La antigua Aldea de los Zapateros en la actualidad / barmalini
Con el paso de los años, aquella aldea comenzó a crecer a un ritmo sorprendente. En 1818, con poco más de 200 habitantes, se convirtió en parroquia bajo la advocación de San Jerónimo, dependiente aún del arciprestazgo de Aguilar. Tres décadas después, en 1849, los censos hablaban ya de más de quinientos vecinos, la mayoría jóvenes, y de un pequeño entramado urbano con ochenta edificios numerados. La Aldea de los Zapateros empezaba a parecer un pueblo en toda regla.

Martín Álvarez
Más de un siglo de independencia
A comienzos del siglo XX, su población superaba los 1.500 habitantes y sus calles -dieciséis por entonces- mostraban una comunidad dinámica y en expansión. Fue en 1908 cuando José Fernández Jiménez, natural de Zuheros, decidió dar el paso definitivo: impulsó en el Congreso de los Diputados la segregación de la aldea del municipio de Aguilar de la Frontera. El proyecto prosperó y, el 1 de junio de 1912, el rey Alfonso XIII firmó la ley que daba vida a un nuevo municipio independiente.

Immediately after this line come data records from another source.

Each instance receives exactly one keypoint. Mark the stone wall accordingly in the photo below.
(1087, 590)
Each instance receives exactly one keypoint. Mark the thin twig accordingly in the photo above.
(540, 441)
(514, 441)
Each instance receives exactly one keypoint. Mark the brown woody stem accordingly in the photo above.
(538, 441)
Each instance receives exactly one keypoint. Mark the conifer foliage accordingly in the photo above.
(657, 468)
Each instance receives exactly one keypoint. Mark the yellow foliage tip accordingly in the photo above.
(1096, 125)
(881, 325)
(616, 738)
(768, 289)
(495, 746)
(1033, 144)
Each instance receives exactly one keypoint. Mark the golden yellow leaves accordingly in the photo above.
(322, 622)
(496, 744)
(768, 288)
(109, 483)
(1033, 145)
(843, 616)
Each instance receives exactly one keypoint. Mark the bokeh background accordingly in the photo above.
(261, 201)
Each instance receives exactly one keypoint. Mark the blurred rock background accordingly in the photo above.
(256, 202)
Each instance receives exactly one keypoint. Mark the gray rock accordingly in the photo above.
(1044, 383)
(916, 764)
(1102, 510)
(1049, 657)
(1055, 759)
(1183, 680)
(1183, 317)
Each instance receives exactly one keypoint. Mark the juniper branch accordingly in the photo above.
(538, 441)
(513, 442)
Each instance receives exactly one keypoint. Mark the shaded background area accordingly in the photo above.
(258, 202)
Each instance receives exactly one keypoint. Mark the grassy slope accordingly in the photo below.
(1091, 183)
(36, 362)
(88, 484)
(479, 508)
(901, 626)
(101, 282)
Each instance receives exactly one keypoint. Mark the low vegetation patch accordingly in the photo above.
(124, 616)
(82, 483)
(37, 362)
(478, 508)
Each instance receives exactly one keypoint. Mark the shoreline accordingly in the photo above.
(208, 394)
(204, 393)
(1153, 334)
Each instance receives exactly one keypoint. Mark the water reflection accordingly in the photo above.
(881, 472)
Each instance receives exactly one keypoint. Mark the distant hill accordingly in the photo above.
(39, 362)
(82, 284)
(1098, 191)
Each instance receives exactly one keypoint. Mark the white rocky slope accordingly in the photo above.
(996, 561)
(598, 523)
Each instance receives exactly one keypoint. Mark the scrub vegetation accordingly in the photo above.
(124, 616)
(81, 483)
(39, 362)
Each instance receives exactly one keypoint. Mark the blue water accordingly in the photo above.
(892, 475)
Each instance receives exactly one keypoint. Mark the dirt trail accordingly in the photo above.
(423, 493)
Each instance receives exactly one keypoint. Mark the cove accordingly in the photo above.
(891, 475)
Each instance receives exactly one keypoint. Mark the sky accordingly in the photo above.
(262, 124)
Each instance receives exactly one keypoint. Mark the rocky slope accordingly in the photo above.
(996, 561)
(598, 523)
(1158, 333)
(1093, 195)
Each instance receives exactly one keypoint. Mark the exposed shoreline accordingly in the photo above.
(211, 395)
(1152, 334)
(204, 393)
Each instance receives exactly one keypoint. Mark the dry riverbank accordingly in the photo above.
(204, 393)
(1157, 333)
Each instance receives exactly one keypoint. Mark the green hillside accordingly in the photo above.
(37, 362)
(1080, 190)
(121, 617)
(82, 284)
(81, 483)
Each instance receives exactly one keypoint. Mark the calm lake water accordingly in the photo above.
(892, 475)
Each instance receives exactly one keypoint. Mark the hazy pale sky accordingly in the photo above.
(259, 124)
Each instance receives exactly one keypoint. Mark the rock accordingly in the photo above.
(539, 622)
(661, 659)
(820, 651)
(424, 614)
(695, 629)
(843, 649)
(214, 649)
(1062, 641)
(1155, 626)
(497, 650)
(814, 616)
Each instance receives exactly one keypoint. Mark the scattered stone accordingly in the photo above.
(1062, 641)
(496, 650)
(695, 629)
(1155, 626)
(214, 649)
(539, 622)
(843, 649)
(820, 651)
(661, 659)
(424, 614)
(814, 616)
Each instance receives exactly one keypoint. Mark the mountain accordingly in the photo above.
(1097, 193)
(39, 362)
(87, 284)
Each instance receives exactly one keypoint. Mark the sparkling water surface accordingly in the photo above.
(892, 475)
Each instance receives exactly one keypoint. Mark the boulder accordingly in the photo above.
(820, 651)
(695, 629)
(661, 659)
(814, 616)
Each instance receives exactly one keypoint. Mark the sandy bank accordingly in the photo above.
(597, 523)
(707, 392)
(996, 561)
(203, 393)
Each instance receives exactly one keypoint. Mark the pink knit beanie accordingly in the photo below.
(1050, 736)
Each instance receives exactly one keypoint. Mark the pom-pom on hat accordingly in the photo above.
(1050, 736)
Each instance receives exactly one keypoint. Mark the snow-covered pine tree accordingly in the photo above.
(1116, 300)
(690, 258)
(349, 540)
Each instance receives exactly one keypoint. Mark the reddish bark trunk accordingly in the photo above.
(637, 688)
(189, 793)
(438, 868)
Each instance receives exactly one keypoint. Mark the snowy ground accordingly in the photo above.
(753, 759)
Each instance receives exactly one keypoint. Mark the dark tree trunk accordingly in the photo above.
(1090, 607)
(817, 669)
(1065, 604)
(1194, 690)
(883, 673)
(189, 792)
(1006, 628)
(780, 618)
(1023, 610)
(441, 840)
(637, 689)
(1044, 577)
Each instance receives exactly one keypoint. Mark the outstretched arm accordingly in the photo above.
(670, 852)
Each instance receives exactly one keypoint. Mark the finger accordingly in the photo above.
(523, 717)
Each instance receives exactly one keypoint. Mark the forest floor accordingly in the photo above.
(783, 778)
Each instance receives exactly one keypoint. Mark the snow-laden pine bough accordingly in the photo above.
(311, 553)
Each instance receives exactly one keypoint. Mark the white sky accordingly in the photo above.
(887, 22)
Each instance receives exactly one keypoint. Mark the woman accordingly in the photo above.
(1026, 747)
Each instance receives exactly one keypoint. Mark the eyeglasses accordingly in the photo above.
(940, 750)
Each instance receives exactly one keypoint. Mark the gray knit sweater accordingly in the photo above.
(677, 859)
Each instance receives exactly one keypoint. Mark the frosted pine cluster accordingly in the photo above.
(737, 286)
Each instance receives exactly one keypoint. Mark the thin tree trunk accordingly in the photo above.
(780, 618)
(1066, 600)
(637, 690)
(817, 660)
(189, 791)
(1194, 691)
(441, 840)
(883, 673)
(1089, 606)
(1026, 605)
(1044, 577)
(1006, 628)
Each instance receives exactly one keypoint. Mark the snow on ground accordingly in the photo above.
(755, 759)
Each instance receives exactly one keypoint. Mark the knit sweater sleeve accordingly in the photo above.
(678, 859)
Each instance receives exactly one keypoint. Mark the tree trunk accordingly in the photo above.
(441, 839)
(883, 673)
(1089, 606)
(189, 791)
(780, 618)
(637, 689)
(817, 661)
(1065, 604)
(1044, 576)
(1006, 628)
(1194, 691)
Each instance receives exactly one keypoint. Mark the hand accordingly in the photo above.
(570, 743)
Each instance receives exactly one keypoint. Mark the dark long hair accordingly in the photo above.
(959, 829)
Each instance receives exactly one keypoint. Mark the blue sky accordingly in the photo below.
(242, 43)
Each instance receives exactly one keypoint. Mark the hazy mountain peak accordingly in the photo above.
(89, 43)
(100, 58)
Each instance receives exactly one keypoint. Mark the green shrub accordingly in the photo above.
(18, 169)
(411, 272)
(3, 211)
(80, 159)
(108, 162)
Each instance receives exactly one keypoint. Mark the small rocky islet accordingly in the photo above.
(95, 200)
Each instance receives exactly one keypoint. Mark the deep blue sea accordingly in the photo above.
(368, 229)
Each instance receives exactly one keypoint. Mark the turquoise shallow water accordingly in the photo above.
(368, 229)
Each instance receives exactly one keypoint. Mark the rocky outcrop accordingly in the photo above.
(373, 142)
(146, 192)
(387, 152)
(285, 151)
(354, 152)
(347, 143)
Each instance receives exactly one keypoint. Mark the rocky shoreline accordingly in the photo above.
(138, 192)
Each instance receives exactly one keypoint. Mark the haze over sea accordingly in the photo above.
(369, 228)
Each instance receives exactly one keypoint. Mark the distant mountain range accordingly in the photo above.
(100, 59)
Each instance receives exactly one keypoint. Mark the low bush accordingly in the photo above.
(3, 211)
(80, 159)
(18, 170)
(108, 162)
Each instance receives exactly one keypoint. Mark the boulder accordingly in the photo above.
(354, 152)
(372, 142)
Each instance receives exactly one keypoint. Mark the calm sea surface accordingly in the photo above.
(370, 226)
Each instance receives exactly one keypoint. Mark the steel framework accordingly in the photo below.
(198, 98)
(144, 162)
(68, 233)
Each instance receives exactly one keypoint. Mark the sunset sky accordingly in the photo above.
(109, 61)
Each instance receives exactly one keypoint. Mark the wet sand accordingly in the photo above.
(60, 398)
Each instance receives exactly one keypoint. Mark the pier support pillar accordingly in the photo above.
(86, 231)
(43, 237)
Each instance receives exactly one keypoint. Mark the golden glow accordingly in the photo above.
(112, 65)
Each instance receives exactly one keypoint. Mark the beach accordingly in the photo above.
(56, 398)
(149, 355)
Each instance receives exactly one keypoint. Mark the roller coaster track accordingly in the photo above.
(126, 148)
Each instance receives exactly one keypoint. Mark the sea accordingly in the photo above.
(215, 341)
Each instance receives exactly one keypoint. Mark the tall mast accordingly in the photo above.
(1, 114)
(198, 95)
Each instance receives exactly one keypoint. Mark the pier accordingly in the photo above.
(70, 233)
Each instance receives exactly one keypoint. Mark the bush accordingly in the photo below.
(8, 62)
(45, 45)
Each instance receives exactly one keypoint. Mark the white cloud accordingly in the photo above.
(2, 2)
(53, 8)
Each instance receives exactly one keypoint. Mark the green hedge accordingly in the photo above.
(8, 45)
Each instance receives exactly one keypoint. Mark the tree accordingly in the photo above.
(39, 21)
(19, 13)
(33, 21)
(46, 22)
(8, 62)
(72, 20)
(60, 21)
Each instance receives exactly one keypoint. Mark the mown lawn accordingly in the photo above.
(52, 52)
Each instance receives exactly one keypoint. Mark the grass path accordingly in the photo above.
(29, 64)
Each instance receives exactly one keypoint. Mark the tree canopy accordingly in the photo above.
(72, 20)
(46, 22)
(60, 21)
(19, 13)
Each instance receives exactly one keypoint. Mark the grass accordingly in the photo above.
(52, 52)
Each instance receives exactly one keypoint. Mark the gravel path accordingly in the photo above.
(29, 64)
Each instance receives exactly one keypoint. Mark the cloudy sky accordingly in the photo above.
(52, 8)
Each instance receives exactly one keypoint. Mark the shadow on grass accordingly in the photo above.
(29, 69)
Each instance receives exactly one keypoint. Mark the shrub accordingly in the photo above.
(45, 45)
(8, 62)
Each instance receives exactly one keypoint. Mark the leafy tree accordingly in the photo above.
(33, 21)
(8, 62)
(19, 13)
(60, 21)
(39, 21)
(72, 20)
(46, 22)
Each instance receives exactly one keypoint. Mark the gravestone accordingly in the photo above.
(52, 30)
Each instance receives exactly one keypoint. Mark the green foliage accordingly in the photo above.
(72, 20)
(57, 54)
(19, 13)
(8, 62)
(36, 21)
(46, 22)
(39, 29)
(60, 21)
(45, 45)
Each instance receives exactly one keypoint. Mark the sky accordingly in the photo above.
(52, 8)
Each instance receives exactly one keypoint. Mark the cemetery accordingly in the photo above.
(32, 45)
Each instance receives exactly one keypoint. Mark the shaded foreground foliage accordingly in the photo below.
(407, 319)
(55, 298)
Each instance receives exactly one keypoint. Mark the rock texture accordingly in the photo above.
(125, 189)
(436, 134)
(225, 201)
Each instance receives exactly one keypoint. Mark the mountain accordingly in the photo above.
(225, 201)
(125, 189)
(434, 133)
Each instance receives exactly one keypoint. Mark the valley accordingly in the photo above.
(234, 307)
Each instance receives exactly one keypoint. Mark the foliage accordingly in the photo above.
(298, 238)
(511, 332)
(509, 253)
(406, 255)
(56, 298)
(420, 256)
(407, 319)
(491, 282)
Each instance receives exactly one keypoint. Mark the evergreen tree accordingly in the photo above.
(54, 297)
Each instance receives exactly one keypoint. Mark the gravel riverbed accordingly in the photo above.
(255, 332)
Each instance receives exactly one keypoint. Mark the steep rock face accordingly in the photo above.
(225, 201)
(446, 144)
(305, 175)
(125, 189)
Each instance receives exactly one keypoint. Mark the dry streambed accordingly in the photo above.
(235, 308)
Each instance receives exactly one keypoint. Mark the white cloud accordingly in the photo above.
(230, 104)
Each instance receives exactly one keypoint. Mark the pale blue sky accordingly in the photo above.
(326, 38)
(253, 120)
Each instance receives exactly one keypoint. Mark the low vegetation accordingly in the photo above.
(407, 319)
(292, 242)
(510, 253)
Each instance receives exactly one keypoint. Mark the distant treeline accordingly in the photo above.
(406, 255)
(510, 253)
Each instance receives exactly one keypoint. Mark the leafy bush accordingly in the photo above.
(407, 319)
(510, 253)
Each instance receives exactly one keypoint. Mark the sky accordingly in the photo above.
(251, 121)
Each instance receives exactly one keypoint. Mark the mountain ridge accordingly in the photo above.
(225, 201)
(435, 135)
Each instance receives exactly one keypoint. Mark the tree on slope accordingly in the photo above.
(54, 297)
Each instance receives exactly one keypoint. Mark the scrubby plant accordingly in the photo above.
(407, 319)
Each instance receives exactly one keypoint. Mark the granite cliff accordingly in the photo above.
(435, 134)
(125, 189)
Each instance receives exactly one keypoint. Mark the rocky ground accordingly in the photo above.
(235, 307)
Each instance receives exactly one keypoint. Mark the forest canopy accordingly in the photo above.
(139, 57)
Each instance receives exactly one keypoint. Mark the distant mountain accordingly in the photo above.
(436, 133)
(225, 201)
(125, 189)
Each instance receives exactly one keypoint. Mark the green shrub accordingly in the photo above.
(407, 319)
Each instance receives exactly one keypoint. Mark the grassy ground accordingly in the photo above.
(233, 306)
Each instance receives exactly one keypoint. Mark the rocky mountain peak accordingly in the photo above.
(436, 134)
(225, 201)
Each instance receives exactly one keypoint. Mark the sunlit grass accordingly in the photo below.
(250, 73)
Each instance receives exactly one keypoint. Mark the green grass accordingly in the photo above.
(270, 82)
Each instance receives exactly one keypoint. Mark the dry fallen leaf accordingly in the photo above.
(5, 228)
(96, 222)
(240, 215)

La antigua Aldea de los Zapateros pasó entonces a llamarse Moriles, tomando el nombre de unos pagos cercanos ya famosos por la calidad de sus vinos: Moriles Altos y Moriles Bajos. La identidad del nuevo pueblo quedaba así ligada para siempre a la vid y al vino, herencia de siglos de trabajo en la campiña.

Secado de vino dulce bajo el sol en la región vinícola de Montilla-Moriles / barmalini
Un oficio hecho cultura
A lo largo del siglo XX, Moriles experimentó un desarrollo notable, tanto social como económico y cultural. Pero fue en 1932 cuando su nombre alcanzó la dimensión que hoy todos reconocen: la Denominación de Origen Montilla-Moriles, símbolo de la excelencia de sus caldos y orgullo de una tierra que convirtió su oficio en cultura.
Hoy en día, más de un siglo después de su nacimiento oficial, Moriles celebra con orgullo aquella transformación. De humilde aldea de zapateros a referente vitivinícola, su historia es también la de todo un territorio que supo encontrar en la tierra su mejor legado.